Bild: Die Drei an der Leitung.
BERLIN taz | Die Stromfirmen sagen, dass sie die „Akzeptanz der breiten
Öffentlichkeit“ brauchen. So steht es im Plan für die neuen Stromleitungen,
die bald gebaut werden sollen. Die Kritik von Bürgern und Verbänden haben
die Unternehmen allerdings nur am Rande berücksichtigt. Welchen Sinn hat
eine Bürgerbeteiligung, die folgenlos bleibt?

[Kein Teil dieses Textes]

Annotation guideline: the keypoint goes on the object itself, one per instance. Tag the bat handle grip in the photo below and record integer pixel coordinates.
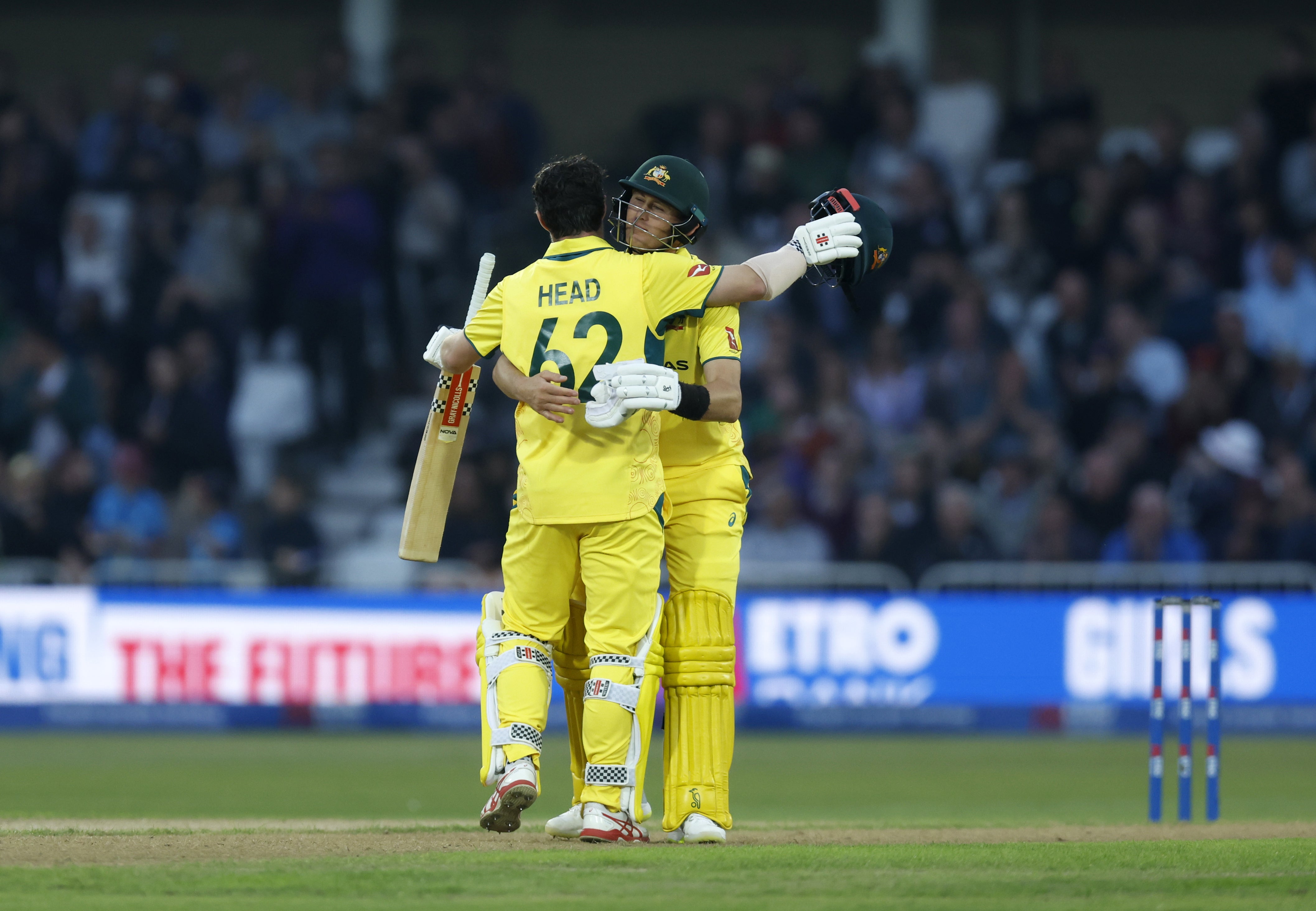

Um die Energiewende zu schaffen, sei unter anderem der Neubau von 1.700
Kilometern Gleichstrom-Leitungen notwendig, heißt es im
Netzentwicklungsplan der privaten Betreiber des deutschen
Höchstspannungsnetzes.
Im Mittelpunkt ihrer Planung stehen vier Starkstromleitungen, die den
Windstrom von Nord- und Ostsee nach Süddeutschland führen sollen. Laut
Gesetz konnten Bürger und Verbände im Sommer dazu schriftliche
Stellungnahmen einreichen, die berücksichtigt werden müssen. Der
überarbeitete Entwurf des Plans, der der Bundesnetzagentur seit Mittwoch
zur Genehmigung vorliegt, zeigt nun aber: Es gibt kaum Änderungen gegenüber
dem ersten Entwurf.
Weiterhin stehen vier Nord-Süd-Leitungen in den Unterlagen. Für die
Deutsche Umwelthilfe, die selbst eine Stellungnahme an die Betreiber
geschickt hat, sagt Gerd Rosenkranz: „Die Bürgerbeteiligung darf nicht zur
bloßen Legitimations-maßnahme degradiert werden.“ Die Umwelthilfe wie auch
der Umweltverband Bund erkennen zwar an, dass sich die Stromfirmen mit den
Argumenten auseinandergesetzt und viele Erläuterungen in den neuen Plan
eingearbeitet hätten.
## Bundesbedarfsplan
Die grundsätzliche Kritik sei allerdings nicht berücksichtigt worden.
Umweltorganisationen und viele Bürger weisen unter anderem darauf hin, dass
später vielleicht nicht so viele Nord-Süd-Trassen gebraucht werden, wie die
Unternehmen heute annehmen.
Ein möglicher Grund: Der Ausbau der Windparks auf Nord- und Ostsee geht
langsamer voran, der der Wind- und Solarenergie an Land dagegen schneller.
Eigentlich wollen Netzagentur und Bundesregierung bereits dieses Jahr den
so genannten Bundesbedarfsplan verabschieden, der die Trassen beinhaltet.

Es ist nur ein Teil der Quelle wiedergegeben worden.